Fortunately there’s an easy fix: alliums. Here’s why every perennial garden can benefit from these carefree bulbs:
1. Late Spring Color. Most ornamental alliums flower in May, when it’s no longer spring and yet not quite summer. By planting several different types, you can stretch the show for months. You'll find colors, heights and bloom times here: Planning Guide for Alliums.
2. Lots of Variety. There are more than a dozen garden-worthy alliums that can be called into action: short ones, like Allium karataviense and Allium schubertii, are perfect for rock gardens or lining a walk. Others, such as Allium Purple Sensation and Allium Mount Everest, are the ideal height for a mixed perennial border. Giant alliums, like Allium ‘Christophii’ and Allium 'Globemaster’, produce enormous 6 to 8” globes. You'll find photos and descriptions here: Types of Alliums.
3. Problem free. Deer, voles, chipmunks and squirrels have no interest in eating alliums. Insects don’t bother them either (except for bees and butterflies, who love the nectar). Alliums are also virtually immune to disease problems.
4. Easy and reliable. Like most flower bulbs, alliums are born to bloom and need no special care. Just plant them in fall, any time before the ground freezes. Most species thrive in zones 4 to 7 and will return to bloom again year after year.
5. Long-Lasting. Allium flowers are long lasting in the garden and in a vase. After the flowers fade, their seed heads continue to add interst. Dry them indoors and spray with gold or silver paint for holiday arrangements.

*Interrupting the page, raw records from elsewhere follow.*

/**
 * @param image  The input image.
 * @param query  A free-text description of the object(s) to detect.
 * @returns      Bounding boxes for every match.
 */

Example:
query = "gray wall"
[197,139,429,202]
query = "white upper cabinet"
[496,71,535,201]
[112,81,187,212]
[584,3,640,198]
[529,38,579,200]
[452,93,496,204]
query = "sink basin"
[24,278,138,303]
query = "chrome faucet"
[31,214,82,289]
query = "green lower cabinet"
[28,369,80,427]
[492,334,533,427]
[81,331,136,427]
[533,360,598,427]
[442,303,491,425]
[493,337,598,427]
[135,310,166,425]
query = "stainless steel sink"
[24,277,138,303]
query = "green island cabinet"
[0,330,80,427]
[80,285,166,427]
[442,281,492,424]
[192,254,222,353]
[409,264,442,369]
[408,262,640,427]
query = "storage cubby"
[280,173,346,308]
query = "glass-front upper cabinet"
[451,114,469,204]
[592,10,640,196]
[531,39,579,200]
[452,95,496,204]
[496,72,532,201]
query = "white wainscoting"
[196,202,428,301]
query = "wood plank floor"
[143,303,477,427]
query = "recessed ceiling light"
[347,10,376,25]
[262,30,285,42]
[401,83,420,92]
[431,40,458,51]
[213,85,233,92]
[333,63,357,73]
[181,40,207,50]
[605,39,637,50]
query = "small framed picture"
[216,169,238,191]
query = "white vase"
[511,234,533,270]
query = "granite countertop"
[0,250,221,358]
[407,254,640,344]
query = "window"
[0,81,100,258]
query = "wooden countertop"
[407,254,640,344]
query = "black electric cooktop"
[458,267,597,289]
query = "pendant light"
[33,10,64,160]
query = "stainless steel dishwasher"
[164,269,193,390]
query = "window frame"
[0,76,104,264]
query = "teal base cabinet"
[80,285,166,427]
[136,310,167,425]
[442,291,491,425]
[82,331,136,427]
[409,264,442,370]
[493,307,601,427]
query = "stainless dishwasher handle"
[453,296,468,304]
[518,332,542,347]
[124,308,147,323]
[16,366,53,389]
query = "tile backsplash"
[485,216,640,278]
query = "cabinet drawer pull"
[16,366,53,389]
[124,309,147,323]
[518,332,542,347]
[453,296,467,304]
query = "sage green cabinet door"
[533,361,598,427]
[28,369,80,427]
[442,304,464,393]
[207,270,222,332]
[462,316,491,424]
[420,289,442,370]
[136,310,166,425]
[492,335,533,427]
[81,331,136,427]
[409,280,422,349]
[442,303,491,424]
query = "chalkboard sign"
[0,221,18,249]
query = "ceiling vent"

6. Happy personalities. There’s something lighthearted about alliums. Whether they remind you of lollipops, balloons or bubbles, you'll find it's always a pleasure to have them around.
The time to plant allium bulbs is fall -- at the same time you plant tulips and daffodils. Nestle the bulbs among other plants so they can hide fading foliage. Let alliums help you turn late spring into your garden’s finest hour!